Senate Research Center H.J.R. 39
AUTHOR'S / SPONSOR'S STATEMENT OF INTENT
Amendment XXIV to the Constitution of the United States, prohibiting the imposition of a poll tax upon persons wishing to vote in elections, was ratified in 1964. Texas is one of 12 states that failed to ratify this amendment. Other states that did not initially ratify this amendment, such as Alabama, Virginia, and North Carolina, have subsequently ratified the amendment as a symbolic gesture. Texas should follow suit and extend its hand in the symbolic gesture of post-ratifying Amendment XXIV.
H.J.R 39 would place Texas on official record as post-ratifying Amendment XXIV to the Constitution of the United States.
SECTION BY SECTION ANALYSIS
SECTION 1. Cites the proposal and ratification of Amendment XXIV, Constitution of the United States, and provides the amendment's full text.

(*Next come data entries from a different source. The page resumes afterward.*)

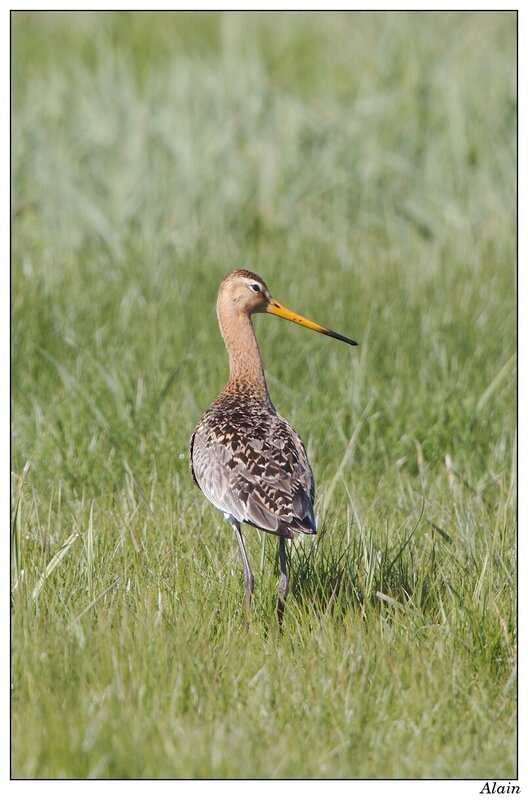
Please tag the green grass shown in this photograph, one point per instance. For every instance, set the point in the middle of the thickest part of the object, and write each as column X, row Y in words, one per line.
column 364, row 164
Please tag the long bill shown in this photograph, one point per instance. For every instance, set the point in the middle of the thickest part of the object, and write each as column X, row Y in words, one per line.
column 280, row 311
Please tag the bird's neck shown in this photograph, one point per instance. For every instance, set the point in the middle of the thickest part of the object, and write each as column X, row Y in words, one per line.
column 246, row 375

SECTION 2. Provides contemporary quotations in support of Amendment XXIV by President John Fitzgerald Kennedy, just before Congress proposed the amendment to the state legislatures, and President Lyndon Baines Johnson, shortly after the amendment was ratified.
SECTION 3. Acknowledges the ability of the Texas Legislature to post-ratify Amendment XXIV and cites the symbolic post-ratifications of Amendment XXIV by lawmakers in Alabama (2002), North Carolina (1989), and Virginia (1977).

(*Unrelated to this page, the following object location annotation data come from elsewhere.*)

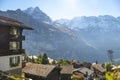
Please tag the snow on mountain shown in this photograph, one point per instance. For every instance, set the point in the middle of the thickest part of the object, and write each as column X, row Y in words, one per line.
column 36, row 13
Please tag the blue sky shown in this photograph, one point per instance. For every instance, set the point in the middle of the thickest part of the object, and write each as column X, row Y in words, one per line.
column 58, row 9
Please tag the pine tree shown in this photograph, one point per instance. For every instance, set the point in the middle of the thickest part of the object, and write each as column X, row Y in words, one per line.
column 45, row 59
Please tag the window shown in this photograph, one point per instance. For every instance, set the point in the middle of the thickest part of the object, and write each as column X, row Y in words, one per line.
column 14, row 31
column 14, row 45
column 14, row 61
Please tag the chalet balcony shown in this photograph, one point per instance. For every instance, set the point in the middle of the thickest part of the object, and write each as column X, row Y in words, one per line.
column 16, row 37
column 23, row 51
column 14, row 52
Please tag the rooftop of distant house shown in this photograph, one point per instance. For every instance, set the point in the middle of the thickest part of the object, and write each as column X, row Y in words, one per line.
column 38, row 69
column 66, row 69
column 12, row 22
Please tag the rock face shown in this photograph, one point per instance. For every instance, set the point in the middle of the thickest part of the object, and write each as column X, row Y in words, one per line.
column 81, row 38
column 102, row 32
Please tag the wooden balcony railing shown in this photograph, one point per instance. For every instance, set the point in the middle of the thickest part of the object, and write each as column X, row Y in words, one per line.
column 16, row 37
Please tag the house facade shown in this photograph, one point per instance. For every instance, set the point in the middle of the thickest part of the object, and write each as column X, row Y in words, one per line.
column 11, row 43
column 42, row 72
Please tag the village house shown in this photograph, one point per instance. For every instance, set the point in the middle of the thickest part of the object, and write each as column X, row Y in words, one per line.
column 11, row 44
column 85, row 71
column 66, row 72
column 42, row 72
column 99, row 69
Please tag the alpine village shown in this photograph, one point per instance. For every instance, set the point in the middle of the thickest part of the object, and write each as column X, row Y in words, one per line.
column 16, row 64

SECTION 4. Acknowledges that the Legislature of Texas has never approved Amendment XXIV, but makes clear that the Legislature of Texas has the opportunity to do so.

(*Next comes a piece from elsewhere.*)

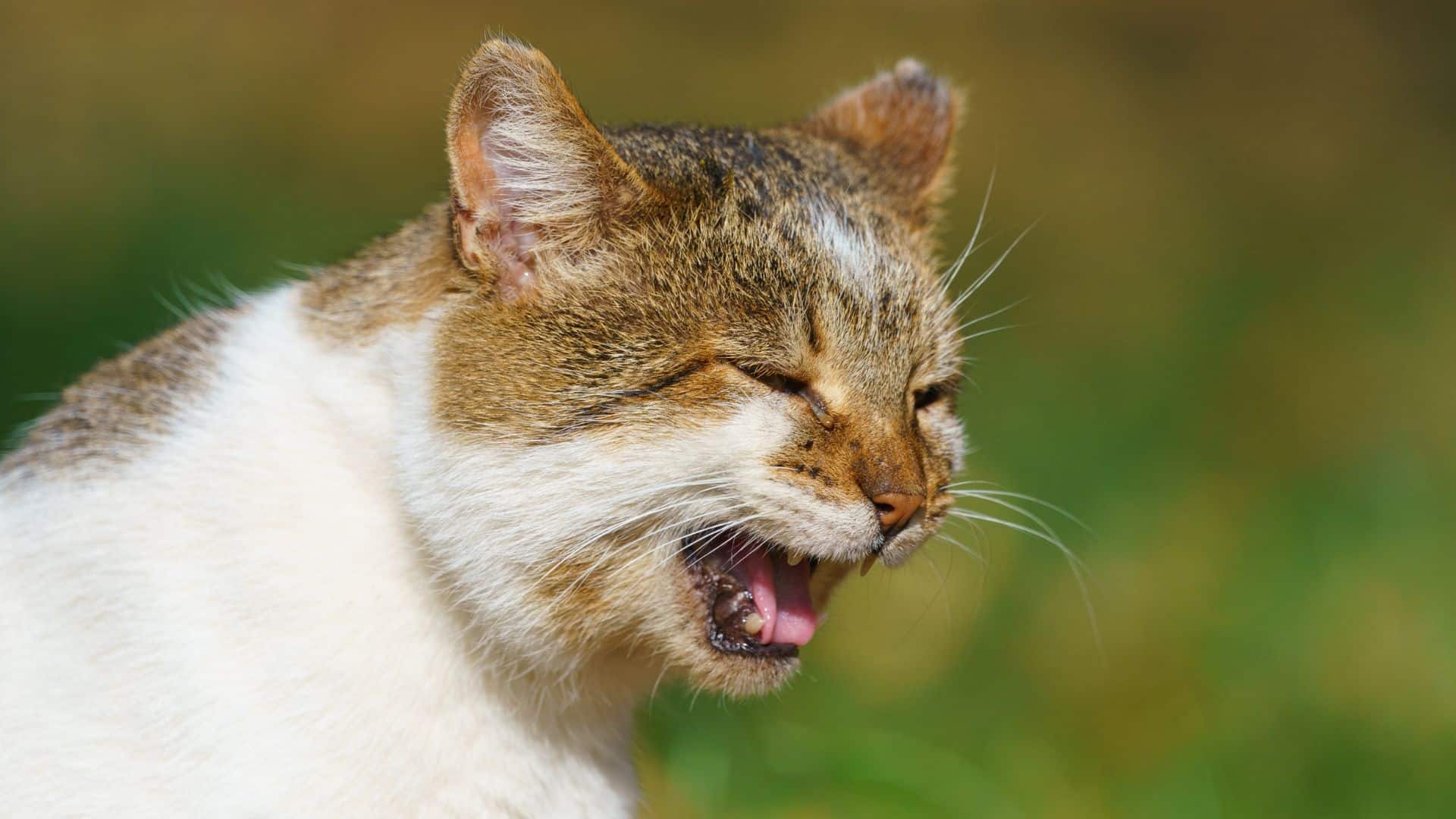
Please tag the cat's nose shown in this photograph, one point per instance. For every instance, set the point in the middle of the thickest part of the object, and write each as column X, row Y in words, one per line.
column 894, row 509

SECTION 5. States that the Legislature of the State of Texas post-ratifies Amendment XXIV to the Constitution of the United States.
SECTION 6. Directs the Texas secretary of state to transmit to the archivist of the United States a duly certified copy of this resolution.
SECTION 7. Directs the Texas secretary of state to transmit to the presiding officers of both houses of the United States Congress, as well as the Texas Congressional Delegation, duly certified copies of this resolution, with the request that its full text be printed in the Congressional Record.